Existing container image-testing products The below products scan container images that are located in private repositories, to verify that they are free from all known security vulnerabilities or exposures. The products then report the results of their scans to you.
Grafeas: Grafeas is a recent IBM-supported open source project that is intended to provide audit and governance functionality for the Kubernetes and microservices software supply chain. Microservices exist where a Kubernetes cluster is made up of numerous related containers that run individual functional components. Before new code is deployed, Kubernetes can verify all relevant information by using the Grafeas API. If the code is certified and free of vulnerabilities, then it can be deployed to production.

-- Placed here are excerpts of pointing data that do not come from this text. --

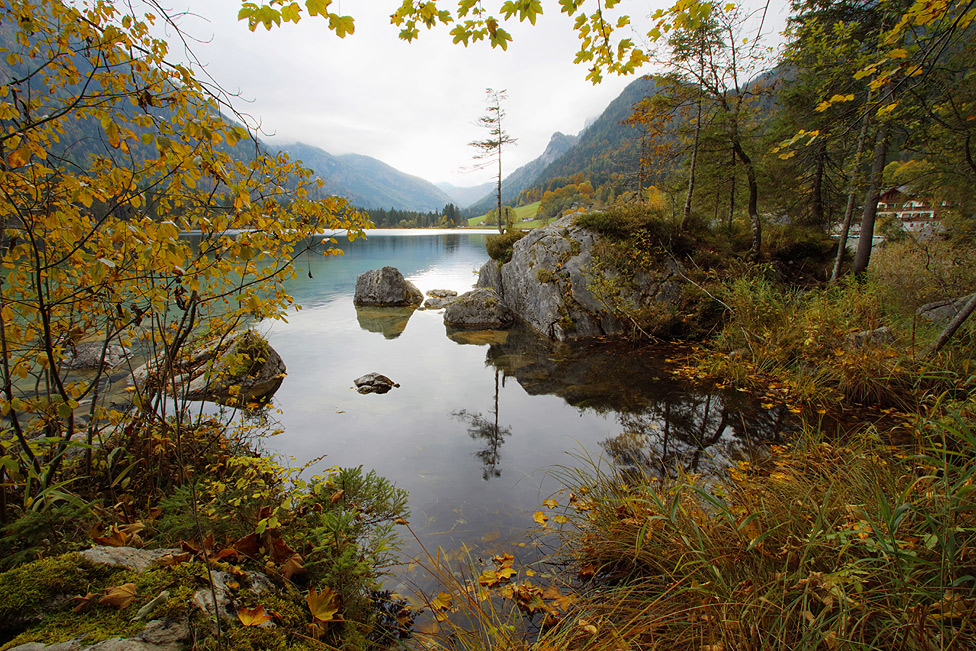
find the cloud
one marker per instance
(413, 106)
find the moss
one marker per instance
(94, 626)
(253, 350)
(545, 275)
(31, 590)
(575, 248)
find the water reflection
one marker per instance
(490, 433)
(666, 424)
(387, 321)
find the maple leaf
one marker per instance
(120, 596)
(293, 566)
(173, 559)
(280, 551)
(115, 538)
(442, 602)
(321, 604)
(247, 546)
(253, 617)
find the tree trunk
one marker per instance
(953, 325)
(732, 197)
(753, 205)
(845, 226)
(870, 212)
(686, 214)
(816, 204)
(501, 229)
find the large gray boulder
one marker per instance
(237, 370)
(549, 284)
(93, 355)
(239, 376)
(386, 287)
(479, 309)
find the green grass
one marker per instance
(520, 213)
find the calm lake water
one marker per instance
(479, 419)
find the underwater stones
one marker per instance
(439, 298)
(877, 337)
(942, 311)
(230, 381)
(374, 383)
(386, 287)
(549, 284)
(88, 356)
(479, 309)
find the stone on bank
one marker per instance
(386, 287)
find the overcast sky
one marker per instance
(412, 105)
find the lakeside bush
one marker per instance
(500, 247)
(819, 546)
(230, 508)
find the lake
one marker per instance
(479, 418)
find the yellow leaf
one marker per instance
(885, 110)
(442, 602)
(19, 156)
(120, 596)
(253, 617)
(321, 604)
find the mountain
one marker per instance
(464, 197)
(603, 146)
(526, 175)
(368, 182)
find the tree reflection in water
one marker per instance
(693, 432)
(483, 429)
(666, 423)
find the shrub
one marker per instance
(815, 547)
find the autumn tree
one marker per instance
(108, 152)
(489, 149)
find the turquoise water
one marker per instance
(478, 421)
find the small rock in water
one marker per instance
(374, 383)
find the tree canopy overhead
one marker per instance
(108, 152)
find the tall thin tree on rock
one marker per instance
(490, 149)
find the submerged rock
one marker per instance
(386, 287)
(942, 311)
(239, 370)
(128, 557)
(480, 308)
(387, 321)
(374, 383)
(439, 298)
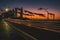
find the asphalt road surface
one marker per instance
(14, 31)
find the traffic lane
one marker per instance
(39, 33)
(38, 25)
(23, 34)
(8, 33)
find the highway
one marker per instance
(13, 31)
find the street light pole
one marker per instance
(46, 11)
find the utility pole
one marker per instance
(21, 12)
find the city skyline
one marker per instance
(33, 5)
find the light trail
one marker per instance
(24, 33)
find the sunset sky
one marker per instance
(33, 5)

Kritis: Kritis is a Google tool that utilizes the above Grafeas data to determine policy for which containers should and should not be permitted to run on your Kubernetes cluster at deploy time.

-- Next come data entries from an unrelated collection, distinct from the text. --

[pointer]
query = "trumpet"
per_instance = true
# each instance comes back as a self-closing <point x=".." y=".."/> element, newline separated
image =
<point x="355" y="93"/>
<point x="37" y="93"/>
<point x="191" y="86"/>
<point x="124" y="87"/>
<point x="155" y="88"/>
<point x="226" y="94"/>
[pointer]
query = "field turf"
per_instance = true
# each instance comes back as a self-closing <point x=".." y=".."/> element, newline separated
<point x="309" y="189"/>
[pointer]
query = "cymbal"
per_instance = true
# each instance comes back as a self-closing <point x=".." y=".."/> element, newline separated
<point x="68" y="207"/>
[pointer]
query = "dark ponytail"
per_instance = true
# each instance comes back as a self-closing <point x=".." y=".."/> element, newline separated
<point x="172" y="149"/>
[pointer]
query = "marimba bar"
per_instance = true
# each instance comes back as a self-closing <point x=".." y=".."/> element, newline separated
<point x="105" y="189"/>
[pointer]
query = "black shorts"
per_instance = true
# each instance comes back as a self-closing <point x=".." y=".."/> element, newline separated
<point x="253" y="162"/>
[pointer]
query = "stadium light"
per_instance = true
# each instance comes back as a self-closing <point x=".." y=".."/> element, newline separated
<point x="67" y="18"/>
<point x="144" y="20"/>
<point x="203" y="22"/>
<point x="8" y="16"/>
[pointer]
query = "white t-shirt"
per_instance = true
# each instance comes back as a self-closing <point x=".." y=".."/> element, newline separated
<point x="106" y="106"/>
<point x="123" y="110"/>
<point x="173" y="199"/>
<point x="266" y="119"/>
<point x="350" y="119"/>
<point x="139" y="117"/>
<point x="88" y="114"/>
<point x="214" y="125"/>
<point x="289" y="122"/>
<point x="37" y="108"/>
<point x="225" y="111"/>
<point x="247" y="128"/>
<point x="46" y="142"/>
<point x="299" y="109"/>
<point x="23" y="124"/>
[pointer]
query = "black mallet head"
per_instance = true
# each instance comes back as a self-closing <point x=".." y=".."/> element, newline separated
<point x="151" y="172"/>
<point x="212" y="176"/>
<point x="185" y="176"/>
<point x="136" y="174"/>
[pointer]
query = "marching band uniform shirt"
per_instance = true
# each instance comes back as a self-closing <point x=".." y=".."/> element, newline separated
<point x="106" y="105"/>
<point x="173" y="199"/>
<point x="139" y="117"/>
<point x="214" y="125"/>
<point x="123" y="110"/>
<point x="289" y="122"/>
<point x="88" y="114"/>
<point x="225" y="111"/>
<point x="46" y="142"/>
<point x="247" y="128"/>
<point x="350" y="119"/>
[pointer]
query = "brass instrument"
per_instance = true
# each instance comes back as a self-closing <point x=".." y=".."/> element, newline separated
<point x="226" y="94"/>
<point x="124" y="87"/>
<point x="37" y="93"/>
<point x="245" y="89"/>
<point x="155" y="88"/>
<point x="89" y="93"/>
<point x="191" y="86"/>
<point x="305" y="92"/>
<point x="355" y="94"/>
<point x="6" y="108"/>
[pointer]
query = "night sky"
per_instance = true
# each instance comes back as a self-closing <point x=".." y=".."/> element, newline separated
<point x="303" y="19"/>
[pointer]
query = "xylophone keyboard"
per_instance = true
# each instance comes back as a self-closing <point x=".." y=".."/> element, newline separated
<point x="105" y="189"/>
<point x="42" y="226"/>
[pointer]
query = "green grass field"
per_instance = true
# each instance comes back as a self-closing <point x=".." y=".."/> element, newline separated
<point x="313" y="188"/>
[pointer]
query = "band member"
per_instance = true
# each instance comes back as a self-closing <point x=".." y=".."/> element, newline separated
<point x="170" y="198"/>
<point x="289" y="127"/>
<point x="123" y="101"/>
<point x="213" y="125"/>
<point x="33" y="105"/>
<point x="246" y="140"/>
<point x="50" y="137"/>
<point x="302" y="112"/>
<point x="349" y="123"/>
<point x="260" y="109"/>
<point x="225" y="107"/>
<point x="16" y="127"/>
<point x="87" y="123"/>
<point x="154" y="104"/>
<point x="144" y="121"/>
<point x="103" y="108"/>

Docker Cloud: Docker Cloud can store pre-built images, or link to your source code to build Docker images. Furthermore, you can verify the resulting Docker images before you push them to your Kubernetes instance private image registry.
Docker Hub: Docker Hub cloud-based repositories allow you to share images with users, and links to Docker Cloud. There is also an image verification component associated with this image sharing process.

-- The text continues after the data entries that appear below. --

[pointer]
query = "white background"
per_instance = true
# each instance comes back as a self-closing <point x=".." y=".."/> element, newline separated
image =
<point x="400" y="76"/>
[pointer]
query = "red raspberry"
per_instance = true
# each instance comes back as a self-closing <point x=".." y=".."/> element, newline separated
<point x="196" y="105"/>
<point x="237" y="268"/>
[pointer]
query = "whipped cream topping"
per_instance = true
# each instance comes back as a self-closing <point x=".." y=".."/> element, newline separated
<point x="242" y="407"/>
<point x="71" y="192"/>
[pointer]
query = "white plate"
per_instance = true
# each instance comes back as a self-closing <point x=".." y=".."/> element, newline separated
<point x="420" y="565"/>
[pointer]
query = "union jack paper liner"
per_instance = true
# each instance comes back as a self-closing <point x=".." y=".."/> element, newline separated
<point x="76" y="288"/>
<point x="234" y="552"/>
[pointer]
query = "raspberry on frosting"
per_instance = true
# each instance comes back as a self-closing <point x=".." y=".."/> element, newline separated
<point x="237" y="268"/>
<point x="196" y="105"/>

Overall, the secure container image pipeline ensures the security and integrity of any Kubernetes containers that are instantiated in your Kubernetes instance. The security of your instance can be ensured by determining who can approve each image before submission to the image registry, and who can instantiate the image as a live container. This separation of duties between who approves the image, and who deploys the image, is key to ensuring that unsuitable or malicious containers are never in use.
The development, AppOps, and infrastructure teams work together seamlessly in a process that ensures that any approved container meets stringent standards at all times. UCD (Urban Code Deploy) is employed to move each container through each stage in this process, and also assists in configuring the monitoring of your container, so that the appropriate individuals are notified in the event of any container failure.
The combined structure and operation of this Kubernetes CI/CD secure container image pipeline and the best practices that accompany it, ensure a safe, reliable, and trouble-free operation of your Kubernetes instance. This is critical to observe in any high availability Kubernetes environment, where containers and their contents may be required to scale rapidly at any time to meet demand.
Current best practices
We recommend that you use a scanning mechanism for all your container images in your Kubernetes Private Registry, such as IBM’s free Image Scanning Service: http://imagescanner.bluemix.net/.
Future best practices
Grafeas and Kritis may be required to be deployed to your Kubernetes environments in the future. However, considering that the CI/CD pipeline leverages the TaaS (Testing as a Service) artifactory, it may be possible to leverage JFrog Xray and AquaSec to carry out container vulnerability scanning. Even though private registries in your Kubernetes environments may not necessarily have this artifactory, the artifactory is the single point that all container images pass through during the CI/CD process. So, it may be possible to reap all the benefits of security scanning, without necessarily having to install Grafeas and Kritis on every environment.